Whether they will or not, the problem of decentralization is a hot potato in anybody’s language. Local realestate values, existing rapid transit systems, municipal pride and prestige, the kudos of the Chamber of Commerce, not to mention settled customs of living, school systems, church systems, medical facilities, and other institutions are involved in any move toward changing the present physical pattern of American life.
He would be a courageous if not indeed temerarious public servant or politician who ventured any sweeping move by national legislation in that direction. But he would be a farseeing public servant indeed who set out to forestall any additions to the present congestion.
It is against this general background that American policy will have to be thought out in the days ahead. The Atomic Energy Commission may be expected not only to seek additional funds for the prosecution of the national atomic energy enterprise but also to seek elimination of the restrictions placed upon its freedom of judgment and operation by the last appropriation bill. Delays have become more critical since the announcement on September 23 of the Soviet atomic explosion.
Failure of legislation for a National Science Foundation to reach action by the Eighty-first Congress makes such greater freedom for the Commission all the more important. Never before has basic research been of more vital importance—an importance pointed up by the possibility that the Soviet may have used lithium for its atomic explosion rather than the uranium 235 of Hiroshima or the plutonium of Nagasaki.
Sniping seems trivial
Against this general background, too, the feeble pop with which Senator Hickenlooper’s charges of “incredible mismanagement" came to a conclusion was lost. It would be a sensitive Geiger counter which could have registered the end of the Hickenlooper investigation against ihe greater tremors of the September announcement.

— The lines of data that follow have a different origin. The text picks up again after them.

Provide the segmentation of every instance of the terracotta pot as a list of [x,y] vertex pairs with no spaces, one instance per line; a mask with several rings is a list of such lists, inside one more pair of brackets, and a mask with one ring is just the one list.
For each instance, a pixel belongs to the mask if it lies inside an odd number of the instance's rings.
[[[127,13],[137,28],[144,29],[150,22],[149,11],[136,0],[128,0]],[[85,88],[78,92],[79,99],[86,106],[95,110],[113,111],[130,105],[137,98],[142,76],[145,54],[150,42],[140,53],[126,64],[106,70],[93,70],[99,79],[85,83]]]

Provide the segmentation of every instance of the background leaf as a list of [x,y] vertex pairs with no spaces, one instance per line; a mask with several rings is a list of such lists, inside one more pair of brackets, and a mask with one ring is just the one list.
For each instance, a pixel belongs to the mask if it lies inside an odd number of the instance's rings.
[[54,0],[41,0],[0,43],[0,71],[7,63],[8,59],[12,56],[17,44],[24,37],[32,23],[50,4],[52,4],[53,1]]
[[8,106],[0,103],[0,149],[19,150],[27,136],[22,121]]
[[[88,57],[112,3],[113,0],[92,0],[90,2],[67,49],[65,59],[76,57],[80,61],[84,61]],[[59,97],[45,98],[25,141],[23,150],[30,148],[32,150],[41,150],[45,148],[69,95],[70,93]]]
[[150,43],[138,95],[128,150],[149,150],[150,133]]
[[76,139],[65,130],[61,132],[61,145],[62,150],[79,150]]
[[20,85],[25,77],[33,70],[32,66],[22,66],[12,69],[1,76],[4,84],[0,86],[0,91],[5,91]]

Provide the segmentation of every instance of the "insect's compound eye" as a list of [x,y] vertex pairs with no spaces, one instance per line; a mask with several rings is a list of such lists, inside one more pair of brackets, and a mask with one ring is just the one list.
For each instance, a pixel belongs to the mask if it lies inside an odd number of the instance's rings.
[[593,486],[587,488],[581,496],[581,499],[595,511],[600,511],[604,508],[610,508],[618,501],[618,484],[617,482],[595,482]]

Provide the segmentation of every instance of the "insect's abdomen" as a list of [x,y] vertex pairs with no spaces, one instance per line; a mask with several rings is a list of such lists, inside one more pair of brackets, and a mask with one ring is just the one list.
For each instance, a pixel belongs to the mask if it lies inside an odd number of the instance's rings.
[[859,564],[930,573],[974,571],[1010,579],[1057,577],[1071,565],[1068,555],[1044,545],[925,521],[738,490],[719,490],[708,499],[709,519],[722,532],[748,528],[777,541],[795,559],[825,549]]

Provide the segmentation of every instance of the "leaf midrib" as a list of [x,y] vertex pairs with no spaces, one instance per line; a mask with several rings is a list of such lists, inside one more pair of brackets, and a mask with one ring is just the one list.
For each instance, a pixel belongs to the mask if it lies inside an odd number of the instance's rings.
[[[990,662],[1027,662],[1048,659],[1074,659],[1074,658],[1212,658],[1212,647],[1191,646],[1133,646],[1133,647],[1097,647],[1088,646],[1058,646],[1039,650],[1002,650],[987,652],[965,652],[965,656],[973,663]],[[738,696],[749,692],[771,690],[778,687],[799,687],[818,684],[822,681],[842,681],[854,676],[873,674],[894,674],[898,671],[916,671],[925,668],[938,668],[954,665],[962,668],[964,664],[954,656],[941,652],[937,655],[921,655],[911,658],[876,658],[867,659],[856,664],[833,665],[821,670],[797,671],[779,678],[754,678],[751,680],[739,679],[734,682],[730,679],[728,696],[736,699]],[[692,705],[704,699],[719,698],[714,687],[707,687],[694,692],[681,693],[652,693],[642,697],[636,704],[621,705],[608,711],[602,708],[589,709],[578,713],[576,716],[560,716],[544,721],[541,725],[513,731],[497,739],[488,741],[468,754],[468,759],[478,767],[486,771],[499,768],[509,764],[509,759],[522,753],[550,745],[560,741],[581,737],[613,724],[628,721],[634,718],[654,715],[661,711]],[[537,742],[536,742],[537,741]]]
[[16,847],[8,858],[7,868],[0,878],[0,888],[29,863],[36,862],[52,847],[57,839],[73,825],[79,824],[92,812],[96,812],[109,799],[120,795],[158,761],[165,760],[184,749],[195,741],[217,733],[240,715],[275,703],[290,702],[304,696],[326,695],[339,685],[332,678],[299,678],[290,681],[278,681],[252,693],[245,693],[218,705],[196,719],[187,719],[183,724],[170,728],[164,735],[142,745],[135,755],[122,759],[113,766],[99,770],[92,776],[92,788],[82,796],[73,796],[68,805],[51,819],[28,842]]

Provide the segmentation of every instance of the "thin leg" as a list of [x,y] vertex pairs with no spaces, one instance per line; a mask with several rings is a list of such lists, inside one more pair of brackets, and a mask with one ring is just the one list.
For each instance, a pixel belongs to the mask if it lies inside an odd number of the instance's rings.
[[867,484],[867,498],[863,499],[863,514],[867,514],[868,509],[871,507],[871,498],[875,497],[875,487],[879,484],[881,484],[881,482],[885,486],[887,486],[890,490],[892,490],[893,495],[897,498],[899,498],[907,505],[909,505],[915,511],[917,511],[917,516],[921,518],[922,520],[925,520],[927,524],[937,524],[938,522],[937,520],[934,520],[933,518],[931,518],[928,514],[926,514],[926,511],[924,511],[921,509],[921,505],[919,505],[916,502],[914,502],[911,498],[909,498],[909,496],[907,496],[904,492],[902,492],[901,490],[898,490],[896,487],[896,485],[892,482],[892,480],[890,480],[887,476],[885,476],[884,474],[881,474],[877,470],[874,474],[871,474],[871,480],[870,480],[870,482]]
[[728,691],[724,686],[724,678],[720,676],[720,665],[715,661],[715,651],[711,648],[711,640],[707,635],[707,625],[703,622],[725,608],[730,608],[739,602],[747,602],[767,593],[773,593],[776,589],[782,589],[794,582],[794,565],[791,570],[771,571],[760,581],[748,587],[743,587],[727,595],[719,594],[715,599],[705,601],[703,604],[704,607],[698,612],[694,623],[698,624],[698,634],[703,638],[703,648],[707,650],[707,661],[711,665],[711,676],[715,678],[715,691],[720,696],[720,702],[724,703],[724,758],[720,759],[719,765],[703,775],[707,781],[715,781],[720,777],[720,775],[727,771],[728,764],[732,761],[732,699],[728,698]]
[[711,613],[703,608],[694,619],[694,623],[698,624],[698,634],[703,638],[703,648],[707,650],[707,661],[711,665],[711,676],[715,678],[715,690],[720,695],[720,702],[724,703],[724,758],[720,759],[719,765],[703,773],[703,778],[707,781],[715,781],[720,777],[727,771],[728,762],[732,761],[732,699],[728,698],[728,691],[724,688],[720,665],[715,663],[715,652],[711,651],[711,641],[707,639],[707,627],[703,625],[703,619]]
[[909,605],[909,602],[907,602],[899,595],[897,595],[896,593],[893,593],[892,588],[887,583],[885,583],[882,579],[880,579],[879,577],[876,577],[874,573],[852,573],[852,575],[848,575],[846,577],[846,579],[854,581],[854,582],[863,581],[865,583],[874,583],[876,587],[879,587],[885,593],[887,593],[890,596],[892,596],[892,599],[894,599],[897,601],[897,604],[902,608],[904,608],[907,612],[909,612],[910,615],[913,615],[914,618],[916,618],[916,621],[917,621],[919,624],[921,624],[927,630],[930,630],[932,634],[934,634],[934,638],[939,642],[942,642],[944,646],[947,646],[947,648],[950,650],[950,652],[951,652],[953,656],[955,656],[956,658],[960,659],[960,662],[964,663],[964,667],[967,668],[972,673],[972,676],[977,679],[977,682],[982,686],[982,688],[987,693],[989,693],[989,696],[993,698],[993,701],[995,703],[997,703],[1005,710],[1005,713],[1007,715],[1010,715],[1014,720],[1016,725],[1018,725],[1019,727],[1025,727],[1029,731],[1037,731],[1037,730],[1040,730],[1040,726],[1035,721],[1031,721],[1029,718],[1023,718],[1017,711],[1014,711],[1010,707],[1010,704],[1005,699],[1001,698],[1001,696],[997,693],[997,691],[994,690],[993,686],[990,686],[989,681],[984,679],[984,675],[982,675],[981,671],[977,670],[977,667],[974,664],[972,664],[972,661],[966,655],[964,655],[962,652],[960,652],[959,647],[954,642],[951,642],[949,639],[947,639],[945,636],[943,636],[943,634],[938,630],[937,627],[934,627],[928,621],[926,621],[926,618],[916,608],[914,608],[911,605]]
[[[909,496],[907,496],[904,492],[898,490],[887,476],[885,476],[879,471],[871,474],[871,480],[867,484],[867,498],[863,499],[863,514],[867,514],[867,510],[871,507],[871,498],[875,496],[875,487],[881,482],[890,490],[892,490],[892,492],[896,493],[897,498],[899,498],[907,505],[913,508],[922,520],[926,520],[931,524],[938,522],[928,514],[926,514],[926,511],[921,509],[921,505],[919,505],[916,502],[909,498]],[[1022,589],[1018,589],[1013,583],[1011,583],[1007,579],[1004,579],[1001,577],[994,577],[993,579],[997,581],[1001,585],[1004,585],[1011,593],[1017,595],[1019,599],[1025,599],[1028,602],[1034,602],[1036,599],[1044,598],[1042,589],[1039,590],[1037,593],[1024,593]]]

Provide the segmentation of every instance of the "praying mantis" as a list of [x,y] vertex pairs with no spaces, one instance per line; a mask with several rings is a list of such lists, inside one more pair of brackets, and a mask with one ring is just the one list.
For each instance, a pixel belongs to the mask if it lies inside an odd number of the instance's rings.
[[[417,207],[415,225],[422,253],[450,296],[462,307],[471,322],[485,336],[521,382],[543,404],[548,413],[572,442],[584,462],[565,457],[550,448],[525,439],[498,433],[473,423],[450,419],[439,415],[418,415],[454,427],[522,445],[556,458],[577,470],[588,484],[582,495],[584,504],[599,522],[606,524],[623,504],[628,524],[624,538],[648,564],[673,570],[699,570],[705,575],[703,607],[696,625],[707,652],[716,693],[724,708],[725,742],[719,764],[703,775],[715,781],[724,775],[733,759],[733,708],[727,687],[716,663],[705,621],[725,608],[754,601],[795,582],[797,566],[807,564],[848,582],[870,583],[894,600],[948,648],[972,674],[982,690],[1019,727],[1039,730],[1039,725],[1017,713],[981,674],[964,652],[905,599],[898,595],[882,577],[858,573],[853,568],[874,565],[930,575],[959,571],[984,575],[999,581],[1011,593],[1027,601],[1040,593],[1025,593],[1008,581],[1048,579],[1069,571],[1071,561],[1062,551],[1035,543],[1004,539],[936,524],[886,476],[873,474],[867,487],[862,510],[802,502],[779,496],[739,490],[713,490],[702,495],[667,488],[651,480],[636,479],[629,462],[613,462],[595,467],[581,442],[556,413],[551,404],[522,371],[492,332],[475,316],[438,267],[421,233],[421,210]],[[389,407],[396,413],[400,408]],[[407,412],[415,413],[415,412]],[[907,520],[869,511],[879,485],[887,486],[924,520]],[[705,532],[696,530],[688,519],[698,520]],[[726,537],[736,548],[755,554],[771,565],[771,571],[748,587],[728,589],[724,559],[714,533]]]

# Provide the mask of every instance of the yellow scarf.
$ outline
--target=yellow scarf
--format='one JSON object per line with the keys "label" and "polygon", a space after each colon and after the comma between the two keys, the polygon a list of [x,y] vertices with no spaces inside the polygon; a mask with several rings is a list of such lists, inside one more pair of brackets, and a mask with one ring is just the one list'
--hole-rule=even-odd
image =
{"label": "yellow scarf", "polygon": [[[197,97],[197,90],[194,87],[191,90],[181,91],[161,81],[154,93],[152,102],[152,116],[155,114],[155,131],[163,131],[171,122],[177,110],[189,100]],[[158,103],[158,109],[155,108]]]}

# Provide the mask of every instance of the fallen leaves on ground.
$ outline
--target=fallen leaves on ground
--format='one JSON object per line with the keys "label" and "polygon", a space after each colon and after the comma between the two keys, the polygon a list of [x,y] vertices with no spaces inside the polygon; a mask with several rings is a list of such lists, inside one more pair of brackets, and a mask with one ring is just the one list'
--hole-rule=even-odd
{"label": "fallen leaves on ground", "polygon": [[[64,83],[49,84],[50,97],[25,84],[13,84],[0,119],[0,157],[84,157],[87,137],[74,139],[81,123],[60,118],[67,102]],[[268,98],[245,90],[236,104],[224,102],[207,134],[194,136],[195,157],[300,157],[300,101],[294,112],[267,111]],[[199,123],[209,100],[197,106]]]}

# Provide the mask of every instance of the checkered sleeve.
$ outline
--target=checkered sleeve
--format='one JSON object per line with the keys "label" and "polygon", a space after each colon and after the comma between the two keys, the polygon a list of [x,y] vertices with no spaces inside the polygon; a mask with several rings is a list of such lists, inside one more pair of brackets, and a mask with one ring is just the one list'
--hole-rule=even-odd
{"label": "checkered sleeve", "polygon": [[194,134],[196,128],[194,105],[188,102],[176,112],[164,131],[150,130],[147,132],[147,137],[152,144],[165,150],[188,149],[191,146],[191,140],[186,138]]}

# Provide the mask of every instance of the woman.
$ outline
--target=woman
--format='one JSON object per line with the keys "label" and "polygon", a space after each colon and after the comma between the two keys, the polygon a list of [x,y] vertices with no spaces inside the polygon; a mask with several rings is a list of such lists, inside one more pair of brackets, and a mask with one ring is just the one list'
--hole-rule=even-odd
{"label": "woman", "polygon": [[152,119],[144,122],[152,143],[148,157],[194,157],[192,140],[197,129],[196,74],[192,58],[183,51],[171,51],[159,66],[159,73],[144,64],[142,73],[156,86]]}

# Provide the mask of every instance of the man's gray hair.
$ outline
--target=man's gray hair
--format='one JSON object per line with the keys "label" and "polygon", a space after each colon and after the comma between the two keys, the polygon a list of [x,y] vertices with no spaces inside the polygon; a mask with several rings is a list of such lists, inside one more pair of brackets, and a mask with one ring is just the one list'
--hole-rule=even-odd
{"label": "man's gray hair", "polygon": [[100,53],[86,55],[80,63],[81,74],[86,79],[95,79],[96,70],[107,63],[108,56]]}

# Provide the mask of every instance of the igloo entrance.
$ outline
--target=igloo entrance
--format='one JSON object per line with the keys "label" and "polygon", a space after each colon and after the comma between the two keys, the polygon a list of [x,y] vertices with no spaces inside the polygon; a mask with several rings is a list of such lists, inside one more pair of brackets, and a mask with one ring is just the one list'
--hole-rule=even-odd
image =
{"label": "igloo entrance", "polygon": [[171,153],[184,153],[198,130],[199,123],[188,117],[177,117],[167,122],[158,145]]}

The vote of ten to eight which brought the investigation to a close, however, is significant in its indication of a minority report which may be expected to take issue with the majority, which endorsed Chairman Lilienthal and his colleagues in their conduct of the atomic energy enterprise.
Perhaps, also, the most lasting record of the whole inquiry is to be found in the fact that the sixth semiannual report of the Commission, a detailed and admirable discussion of atomic energy in its relations to the life sciences, which appeared midway in the investigation, is guarded in tone and circumspect almost beyond necessity in its use of illustrations.
Against this general background, finally, must be appraised prospects for the immediate future. A resurgence of argument for returning the whole atomic energy undertaking to military control has been foreseen. One pungent answer to that is implicit in Senator McMahon’s declaration that he is satisfied that the military forces have access to atomic weapons instantly if, when, and as they need it.
A resurgence of jingoistic argument for a prophylactic war likewise has been forecast. Both the common sense and the tradition of the nation will be ample opposition to it.
Much interest will attach, on all these scores, to Modern Arms and Free Men, a volume by Dr. Vannevar Bush, director of the Office of Scientific Research and Development during the grim years of the war, and subsequently chairman of the National Military Establishment’s Research and Development Board.
Its evaluation of wars past and present, its appraisal of weapons and weapons systems, and its balancing of strengths and weaknesses of democracy as against totalitarianism will be valuable guidance for the hard thinking that must be done by citizens confronted with as great problems as ever Americans met.